Mahkemece, davanın davalı İ.. E.. açısından kısmen kabulü ile 94.000,00 TL nin dava tarihinden yasal faizi ile davalıdan tahsili ile davacıya ödenmesine, davanın diğer davalılar yönünden reddine karar verilmiş, hüküm davacı ve davalı İ.. E.. tarafından temyiz edilmiştir.
Davacı, davalıların arabulucu olup, dolandırmaları sonucunda, hataya düşerek, taşınmazın gerçek değerinin üzerinde satış bedeli Ödediğinden zararının tazmini istemi ile eldeki davayı açmıştır. Mahkemece, davacının satın aldığı 2014/31928-2014/32628
Taşınmazların toplam değerinin 94.000 TL olduğu ve davacının hataya düşürülerek bu değerin üzerinde bedel ödemek zorunda bırakıldığı gerekçe gösterilerek davalılardan İsmail Hakkı yönünden davanın kabulüne karar verilmiştir.
Hukukumuzda sözleşmeye bağlılık (ahde vefa-Pacta Sund Servanda) ve sözleşme serbestliği ilkeleri kabul edilmiştir. Bu ilkelere göre sözleşme yapıldığı andaki gibi aynen uygulanmalıdır. Eş söyleyişle sözleşme koşulları borçlu için sonradan ağırlaşmış, edimler dengesi sonradan çıkan olaylar nedeniyle değişmiş olsa bile borçlu sözleşmedeki edimini aynen ifa etmelidir.

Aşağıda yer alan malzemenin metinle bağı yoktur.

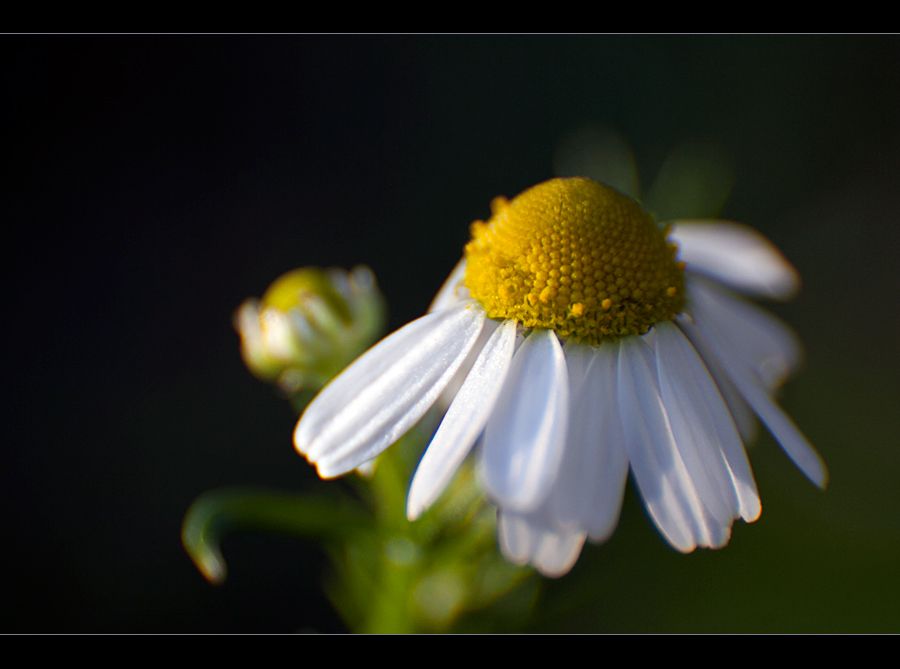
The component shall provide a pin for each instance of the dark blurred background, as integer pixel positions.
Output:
(154, 182)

Gerçekte sözleşmeye bağlılık ilkesi hukukun güvenlik, doğruluk, dürüstlük kuralının bir gereği olarak sözleşme hukukunun temel ilkesini oluşturmaktadır.Somut uyuşmazlıkta davacının inşaat ve gayrimenkul konularında uzun yıllara dayalı tecrübesinin bulunması, satın aldığı taşınmazlar yönünden resmi bir inceleme ve araştırma yapmadığını beyan etmesi, davacının dosyaya sunduğu ödeme makbuzları, rızaya dayalı sözleşme ve protokoller incelendiğinde iradesini sakatlayan bir hususa rastlanmadığı, davacının rıza ile satış bedelini ödediği ve tapudan devirlerini aldığı dosya kapsamından anlaşılmaktadır. Davacınm davalılar aleyhine başlattığı savcılık soruşturması da takipsizlikle sonuçlanmış ve kesinleşmiştir.Açıklanan nedenlerle, davanın reddine karar verilmesi gerekirken, yanlış değerlendirme ile yazılı şekilde karar verilmesi usul ve yasaya aykırı olup bozma nedenidir.
SONUÇ: Yukarıda açıklanan nedenlerle; temyiz olunan hükmün davalı yararına BOZULMASINA, aşağıda dökümü yazılan 0,90 TL harcın davacıdan alınmasına, peşin alınan 1.605,00 TL harcın davalı İ.. E..’a iadesine, HUMK’nun 440/1 maddesi uyarınca tebliğden itibaren 15 gün içerisinde karar düzeltme yolu açık olmak üzere, 22.10.2014 gününde oybirliğiyle karar verildi.